Here, we specify 50 knots for the cover design. These knot points help in fitting the non-linear kernel in BKMR.


## 6. Fitting the BKMR Model
We now fit the BKMR model using the kmbayes() function. This function performs Bayesian regression using MCMC (Markov Chain Monte Carlo) to estimate the relationship between the exposures and the response variable.

```{r}
#| label: run-BKMR-MCMC
# Fit the BKMR model using MCMC
modelFit <- kmbayes(
  y = iq,         # Response variable
  Z = expos,      # Exposure matrix (metal concentrations)
  X = NULL,       # No additional covariates
  iter = 1000,    # Number of MCMC iterations
  family = "gaussian",  # Gaussian response
  verbose = TRUE,       # Output progress for each iteration
  varsel = TRUE,       # Perform variable selection
  knots = knots50      # Knot points generated earlier
)
```


## 7. Extracting Results
After the model is fitted, we extract the posterior inclusion probabilities (PIPs) to determine which exposures are most important in predicting the response variable.

```{r}
# Extract posterior inclusion probabilities (PIPs) and sort them
pipFit <- ExtractPIPs(modelFit) %>%
  arrange(desc(PIP))

# Display the PIPs
pipFit
```

The `ExtractPIPs()` function returns the posterior inclusion probabilities, which are then sorted in descending order to identify the most important exposures.

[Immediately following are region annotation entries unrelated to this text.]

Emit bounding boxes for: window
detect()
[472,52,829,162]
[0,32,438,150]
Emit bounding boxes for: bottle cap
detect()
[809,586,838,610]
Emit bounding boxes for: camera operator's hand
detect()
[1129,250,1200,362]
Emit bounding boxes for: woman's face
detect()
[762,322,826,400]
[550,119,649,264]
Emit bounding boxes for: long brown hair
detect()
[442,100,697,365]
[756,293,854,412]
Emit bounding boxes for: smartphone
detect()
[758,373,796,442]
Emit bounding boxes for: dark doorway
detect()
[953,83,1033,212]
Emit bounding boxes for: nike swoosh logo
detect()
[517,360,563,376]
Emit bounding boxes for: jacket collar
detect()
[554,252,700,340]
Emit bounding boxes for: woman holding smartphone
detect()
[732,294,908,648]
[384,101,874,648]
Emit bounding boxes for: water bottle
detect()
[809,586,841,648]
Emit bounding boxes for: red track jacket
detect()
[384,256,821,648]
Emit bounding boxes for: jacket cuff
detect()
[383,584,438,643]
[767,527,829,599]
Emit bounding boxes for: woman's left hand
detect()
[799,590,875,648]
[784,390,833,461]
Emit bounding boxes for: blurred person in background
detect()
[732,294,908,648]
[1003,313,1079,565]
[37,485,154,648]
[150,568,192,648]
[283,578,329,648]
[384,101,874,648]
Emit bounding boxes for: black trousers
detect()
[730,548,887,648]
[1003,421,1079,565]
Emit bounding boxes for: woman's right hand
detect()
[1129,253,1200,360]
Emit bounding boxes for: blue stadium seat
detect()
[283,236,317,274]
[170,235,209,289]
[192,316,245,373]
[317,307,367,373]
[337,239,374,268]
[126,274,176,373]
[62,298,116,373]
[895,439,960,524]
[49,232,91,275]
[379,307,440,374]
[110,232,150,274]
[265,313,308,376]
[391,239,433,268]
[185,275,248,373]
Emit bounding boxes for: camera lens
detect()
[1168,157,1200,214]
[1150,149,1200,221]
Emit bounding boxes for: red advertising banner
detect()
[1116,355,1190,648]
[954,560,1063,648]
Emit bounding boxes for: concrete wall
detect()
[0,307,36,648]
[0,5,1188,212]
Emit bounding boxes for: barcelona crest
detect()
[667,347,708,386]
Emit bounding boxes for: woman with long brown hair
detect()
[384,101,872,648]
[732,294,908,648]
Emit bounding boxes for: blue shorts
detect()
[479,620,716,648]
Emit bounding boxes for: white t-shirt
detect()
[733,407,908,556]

8. Dynamic Threshold Calculation
Next, we calculate the dynamic threshold for model inclusion. This threshold is based on the coefficient of variation (CV) of the response variable (QI) and the sample size.

```{r}
# Calculate the dynamic threshold for model inclusion
pipThresh_fn <- calculate_pip_threshold(
  absCV = sd(bkmrAnalysisData_df$QI) / mean(bkmrAnalysisData_df$QI),  # Coefficient of variation
  sampSize = length(bkmrAnalysisData_df$QI)  # Sample size
)

# Display the threshold
pipThresh_fn
```

This function computes the threshold for the PIPs using the coefficient of variation of the response variable and the sample size.


## 9. Interpretation of Results
Finally, we compare the PIPs with the threshold to identify the variables (metals) that have a significant effect on the response variable.

```{r}
# Identify exposures with PIPs greater than the threshold
significant_exposures <- pipFit %>%
  filter(PIP > pipThresh_fn)

# Display significant exposures
significant_exposures
```

This step filters the exposures whose posterior inclusion probabilities exceed the dynamic threshold, indicating that these variables are significant predictors of the outcome.



# Conclusion
This vignette demonstrates the complete workflow for using Bayesian Kernel Machine Regression (BKMR) to analyze the relationship between various metal exposures and an outcome of interest (e.g., IQ score). Additionally, we computed a dynamic threshold for model inclusion, which adjusts the threshold based on the coefficient of variation and the sample size.